We also supply flexi MDF cornices as a separate range for projects where flexibility is needed across a wider profile selection.
Fire rated cornice for commercial and multi-occupancy projects
Where a project specification calls for fire rated materials - commercial interiors, HMOs, hotels, schools and similar - our fire rated MDF cornices are manufactured from FR MDF board to meet the relevant fire performance requirements. Profile and finish are identical to the standard range. If you're unsure whether your project requires FR specification, the building regulations documentation or your main contractor's spec sheet will confirm the requirement.
Fixing and installation
MDF cornice is fixed with a combination of proprietary coving adhesive and, where needed, mechanical fixings into the wall and ceiling. The standard method is to run adhesive along both back faces, press the cornice into position and hold or pin while it sets. On masonry walls, screws at 600mm centres into plugged fixings give additional security for larger profiles. All our profiles are supplied primed, so they're ready for caulking, filling and painting once fixed.
The most common challenge on site is internal and external corners. Both can be cut with a mitre saw or mitre box; the angles vary depending on the room geometry, so it's worth measuring carefully rather than assuming 45 degrees throughout. Leave a small gap at corners for caulk - it will give a cleaner finish than a dry butt joint and accommodates any slight movement in the building fabric over time.
MDF vs plaster cornice
Original cornices in period properties are almost always lime plaster or gypsum - either run in situ on the ceiling or cast as individual lengths and fixed in sections. They're irreplaceable in a conservation context and worth retaining wherever possible. The issue arises when sections are damaged or missing: matching plaster profiles exactly requires specialist casting, is expensive, and lead times are long.
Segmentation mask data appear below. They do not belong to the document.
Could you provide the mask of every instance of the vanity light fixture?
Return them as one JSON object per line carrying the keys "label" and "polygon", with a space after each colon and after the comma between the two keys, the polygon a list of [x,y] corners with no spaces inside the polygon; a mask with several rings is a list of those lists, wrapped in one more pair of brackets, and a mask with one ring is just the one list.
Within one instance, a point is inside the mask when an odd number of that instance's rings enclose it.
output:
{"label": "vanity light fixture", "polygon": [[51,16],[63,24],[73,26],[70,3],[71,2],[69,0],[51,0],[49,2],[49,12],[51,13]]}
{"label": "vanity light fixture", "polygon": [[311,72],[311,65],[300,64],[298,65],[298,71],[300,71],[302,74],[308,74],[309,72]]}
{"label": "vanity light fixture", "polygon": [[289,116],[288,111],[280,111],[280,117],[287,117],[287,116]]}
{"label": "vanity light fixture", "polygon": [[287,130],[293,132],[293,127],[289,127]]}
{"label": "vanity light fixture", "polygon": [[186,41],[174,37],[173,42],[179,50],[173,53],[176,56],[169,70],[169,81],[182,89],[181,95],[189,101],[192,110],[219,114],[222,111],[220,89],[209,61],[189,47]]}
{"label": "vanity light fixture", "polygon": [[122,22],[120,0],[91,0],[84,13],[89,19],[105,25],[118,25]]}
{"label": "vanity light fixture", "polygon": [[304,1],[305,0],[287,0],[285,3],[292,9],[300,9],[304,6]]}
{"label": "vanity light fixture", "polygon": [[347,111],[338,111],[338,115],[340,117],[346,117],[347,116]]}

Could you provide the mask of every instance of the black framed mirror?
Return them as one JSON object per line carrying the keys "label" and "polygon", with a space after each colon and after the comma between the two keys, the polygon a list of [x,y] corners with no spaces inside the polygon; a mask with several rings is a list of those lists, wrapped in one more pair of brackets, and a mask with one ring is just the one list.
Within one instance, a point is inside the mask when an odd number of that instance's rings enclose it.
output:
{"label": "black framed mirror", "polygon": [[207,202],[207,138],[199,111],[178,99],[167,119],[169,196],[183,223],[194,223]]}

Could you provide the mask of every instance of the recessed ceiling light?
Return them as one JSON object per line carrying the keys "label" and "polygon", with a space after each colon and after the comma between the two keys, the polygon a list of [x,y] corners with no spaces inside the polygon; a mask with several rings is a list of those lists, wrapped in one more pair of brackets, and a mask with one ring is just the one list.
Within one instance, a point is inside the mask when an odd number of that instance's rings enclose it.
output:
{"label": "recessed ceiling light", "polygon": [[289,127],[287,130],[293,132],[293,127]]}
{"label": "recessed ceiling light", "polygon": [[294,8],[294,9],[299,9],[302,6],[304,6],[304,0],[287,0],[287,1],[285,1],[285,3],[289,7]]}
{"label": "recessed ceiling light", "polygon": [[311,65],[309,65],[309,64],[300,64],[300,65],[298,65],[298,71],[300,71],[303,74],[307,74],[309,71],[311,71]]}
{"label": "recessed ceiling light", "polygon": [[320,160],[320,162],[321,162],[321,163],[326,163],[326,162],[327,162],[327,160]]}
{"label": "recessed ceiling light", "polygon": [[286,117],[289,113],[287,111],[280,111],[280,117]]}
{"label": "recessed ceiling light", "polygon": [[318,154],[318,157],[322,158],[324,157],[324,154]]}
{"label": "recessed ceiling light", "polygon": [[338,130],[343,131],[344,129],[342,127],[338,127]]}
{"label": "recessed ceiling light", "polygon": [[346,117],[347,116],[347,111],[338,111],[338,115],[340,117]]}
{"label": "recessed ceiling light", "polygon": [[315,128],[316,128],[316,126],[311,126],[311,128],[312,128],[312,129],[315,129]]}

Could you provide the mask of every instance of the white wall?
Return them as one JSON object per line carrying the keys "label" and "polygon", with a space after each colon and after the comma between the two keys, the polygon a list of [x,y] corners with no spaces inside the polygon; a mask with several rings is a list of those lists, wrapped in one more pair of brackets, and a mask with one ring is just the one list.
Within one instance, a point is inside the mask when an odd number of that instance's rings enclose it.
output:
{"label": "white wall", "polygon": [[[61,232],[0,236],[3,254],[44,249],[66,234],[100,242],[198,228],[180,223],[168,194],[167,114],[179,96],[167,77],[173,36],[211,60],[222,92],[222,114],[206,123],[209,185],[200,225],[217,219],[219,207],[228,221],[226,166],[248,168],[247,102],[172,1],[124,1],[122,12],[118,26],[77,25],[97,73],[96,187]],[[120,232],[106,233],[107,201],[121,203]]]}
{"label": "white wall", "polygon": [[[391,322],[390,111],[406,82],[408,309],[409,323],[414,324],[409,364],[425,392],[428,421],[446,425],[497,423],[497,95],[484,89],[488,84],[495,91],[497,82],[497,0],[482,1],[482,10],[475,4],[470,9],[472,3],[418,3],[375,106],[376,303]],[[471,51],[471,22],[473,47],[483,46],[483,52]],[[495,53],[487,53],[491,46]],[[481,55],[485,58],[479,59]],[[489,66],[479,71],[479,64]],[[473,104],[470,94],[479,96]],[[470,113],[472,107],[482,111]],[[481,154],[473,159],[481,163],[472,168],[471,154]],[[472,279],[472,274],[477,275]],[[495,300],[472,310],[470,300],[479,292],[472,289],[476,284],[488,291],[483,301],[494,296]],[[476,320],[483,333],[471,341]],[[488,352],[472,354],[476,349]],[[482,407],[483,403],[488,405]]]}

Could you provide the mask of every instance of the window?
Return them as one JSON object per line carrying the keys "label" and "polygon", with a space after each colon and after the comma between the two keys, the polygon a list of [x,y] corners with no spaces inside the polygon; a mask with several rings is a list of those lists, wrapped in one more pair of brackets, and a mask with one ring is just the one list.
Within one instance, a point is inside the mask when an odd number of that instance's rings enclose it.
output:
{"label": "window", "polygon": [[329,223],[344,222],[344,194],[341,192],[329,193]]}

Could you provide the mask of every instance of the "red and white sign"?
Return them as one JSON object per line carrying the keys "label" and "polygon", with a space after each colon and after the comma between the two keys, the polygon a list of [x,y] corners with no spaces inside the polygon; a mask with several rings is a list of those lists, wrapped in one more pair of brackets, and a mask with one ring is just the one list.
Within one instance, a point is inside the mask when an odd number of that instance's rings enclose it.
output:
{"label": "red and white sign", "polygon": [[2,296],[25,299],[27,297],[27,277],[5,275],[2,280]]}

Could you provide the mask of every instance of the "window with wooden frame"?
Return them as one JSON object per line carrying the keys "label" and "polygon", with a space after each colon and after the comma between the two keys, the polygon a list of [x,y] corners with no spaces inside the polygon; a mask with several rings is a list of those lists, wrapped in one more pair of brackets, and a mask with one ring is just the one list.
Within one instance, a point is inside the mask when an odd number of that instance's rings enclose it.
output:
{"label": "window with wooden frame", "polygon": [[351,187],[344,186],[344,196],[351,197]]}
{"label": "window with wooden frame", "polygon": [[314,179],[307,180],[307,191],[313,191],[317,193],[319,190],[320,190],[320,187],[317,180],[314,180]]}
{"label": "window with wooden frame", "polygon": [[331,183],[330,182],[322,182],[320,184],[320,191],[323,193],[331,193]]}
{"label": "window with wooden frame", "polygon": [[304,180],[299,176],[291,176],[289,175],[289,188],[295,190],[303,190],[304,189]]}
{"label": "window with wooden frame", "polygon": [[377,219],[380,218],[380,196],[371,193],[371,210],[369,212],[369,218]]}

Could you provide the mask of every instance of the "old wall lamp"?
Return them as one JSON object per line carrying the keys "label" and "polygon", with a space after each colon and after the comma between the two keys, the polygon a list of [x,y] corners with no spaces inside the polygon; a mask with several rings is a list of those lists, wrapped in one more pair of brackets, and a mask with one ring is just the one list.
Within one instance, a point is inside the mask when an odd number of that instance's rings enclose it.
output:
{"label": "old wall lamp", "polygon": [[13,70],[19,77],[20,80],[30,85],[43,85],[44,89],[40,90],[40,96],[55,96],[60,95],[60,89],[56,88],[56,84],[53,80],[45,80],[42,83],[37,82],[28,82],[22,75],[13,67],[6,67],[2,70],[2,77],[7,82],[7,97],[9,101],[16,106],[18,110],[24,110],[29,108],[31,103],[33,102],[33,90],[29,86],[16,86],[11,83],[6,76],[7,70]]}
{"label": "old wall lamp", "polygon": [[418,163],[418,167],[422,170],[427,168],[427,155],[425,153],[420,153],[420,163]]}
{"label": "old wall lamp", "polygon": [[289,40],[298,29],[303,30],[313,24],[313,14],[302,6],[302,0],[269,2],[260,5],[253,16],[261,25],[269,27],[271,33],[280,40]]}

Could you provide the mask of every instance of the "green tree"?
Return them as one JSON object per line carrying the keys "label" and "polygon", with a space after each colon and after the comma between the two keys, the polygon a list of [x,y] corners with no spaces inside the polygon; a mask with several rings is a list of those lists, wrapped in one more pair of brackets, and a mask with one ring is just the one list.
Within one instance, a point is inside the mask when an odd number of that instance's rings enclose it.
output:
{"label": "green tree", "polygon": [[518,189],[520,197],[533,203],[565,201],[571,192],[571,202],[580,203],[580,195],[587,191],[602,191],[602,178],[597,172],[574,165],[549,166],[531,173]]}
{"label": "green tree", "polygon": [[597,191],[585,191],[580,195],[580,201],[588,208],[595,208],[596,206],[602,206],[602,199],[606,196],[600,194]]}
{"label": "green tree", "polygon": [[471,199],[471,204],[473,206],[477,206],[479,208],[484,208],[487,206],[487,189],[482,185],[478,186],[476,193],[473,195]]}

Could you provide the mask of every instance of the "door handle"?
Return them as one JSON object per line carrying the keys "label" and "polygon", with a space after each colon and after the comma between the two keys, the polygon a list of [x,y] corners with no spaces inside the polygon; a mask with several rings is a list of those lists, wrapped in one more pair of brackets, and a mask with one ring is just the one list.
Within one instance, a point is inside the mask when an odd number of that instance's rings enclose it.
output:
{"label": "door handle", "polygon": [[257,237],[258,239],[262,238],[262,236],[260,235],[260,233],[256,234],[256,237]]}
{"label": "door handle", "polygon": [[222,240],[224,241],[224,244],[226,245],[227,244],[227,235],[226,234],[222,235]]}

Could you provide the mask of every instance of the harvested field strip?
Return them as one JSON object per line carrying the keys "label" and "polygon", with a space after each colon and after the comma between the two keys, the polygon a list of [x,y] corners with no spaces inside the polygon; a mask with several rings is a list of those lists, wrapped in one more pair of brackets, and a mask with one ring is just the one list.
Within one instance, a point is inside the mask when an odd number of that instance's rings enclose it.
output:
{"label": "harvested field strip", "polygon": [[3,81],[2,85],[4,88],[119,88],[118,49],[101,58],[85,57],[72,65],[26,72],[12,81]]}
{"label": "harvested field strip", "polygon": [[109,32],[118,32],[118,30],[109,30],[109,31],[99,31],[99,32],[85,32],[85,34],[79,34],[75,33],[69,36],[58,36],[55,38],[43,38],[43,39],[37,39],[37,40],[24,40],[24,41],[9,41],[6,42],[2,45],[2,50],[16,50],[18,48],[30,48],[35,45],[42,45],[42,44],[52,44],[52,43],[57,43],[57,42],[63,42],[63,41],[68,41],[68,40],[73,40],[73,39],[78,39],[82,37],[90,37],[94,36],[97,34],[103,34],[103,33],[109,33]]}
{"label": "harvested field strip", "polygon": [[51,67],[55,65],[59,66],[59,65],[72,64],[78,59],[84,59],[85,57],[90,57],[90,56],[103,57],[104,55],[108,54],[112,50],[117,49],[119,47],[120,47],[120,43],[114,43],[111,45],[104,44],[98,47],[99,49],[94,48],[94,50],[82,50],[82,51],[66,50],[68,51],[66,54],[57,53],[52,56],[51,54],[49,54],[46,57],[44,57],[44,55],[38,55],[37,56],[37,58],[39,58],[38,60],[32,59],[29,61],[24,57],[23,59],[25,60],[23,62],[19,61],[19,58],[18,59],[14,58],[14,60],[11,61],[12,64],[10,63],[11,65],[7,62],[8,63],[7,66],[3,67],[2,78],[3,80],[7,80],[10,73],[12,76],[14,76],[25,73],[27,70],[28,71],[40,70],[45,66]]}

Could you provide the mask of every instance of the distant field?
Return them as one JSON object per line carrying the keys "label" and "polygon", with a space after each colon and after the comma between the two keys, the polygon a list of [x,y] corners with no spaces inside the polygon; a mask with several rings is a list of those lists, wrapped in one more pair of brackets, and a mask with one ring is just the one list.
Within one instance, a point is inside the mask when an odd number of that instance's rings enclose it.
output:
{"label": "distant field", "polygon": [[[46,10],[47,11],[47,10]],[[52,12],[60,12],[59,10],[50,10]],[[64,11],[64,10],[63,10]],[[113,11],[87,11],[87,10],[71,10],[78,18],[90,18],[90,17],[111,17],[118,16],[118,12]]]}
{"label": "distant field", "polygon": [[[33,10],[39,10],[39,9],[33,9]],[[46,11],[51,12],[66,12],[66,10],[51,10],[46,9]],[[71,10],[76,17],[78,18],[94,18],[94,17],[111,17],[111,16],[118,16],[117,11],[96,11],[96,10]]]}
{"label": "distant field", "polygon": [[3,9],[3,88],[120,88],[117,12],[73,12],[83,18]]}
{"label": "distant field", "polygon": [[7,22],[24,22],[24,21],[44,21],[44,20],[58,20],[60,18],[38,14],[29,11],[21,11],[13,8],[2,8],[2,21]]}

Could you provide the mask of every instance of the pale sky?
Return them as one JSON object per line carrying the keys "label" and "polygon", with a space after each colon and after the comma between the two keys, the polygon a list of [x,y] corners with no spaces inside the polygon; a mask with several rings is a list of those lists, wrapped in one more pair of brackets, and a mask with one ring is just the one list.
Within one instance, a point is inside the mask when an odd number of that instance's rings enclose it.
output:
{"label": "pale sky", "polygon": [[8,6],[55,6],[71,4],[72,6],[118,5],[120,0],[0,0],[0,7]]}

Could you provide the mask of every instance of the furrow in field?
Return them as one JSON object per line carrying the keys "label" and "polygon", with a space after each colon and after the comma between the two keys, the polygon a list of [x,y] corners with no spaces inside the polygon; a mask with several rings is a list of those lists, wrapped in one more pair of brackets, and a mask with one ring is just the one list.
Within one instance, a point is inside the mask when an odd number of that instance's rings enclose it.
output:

MDF is the practical alternative for most renovation and new build work. It profiles consistently, takes paint cleanly without grain or casting marks, and is available to a short lead time cut to length. For rooms that will be painted rather than limewashed or decorated in a conservation-grade finish, the visual result is essentially identical once the cornice is on the wall. The weight difference also matters: MDF cornice is significantly lighter than plaster, which simplifies installation and puts less stress on the fixing points.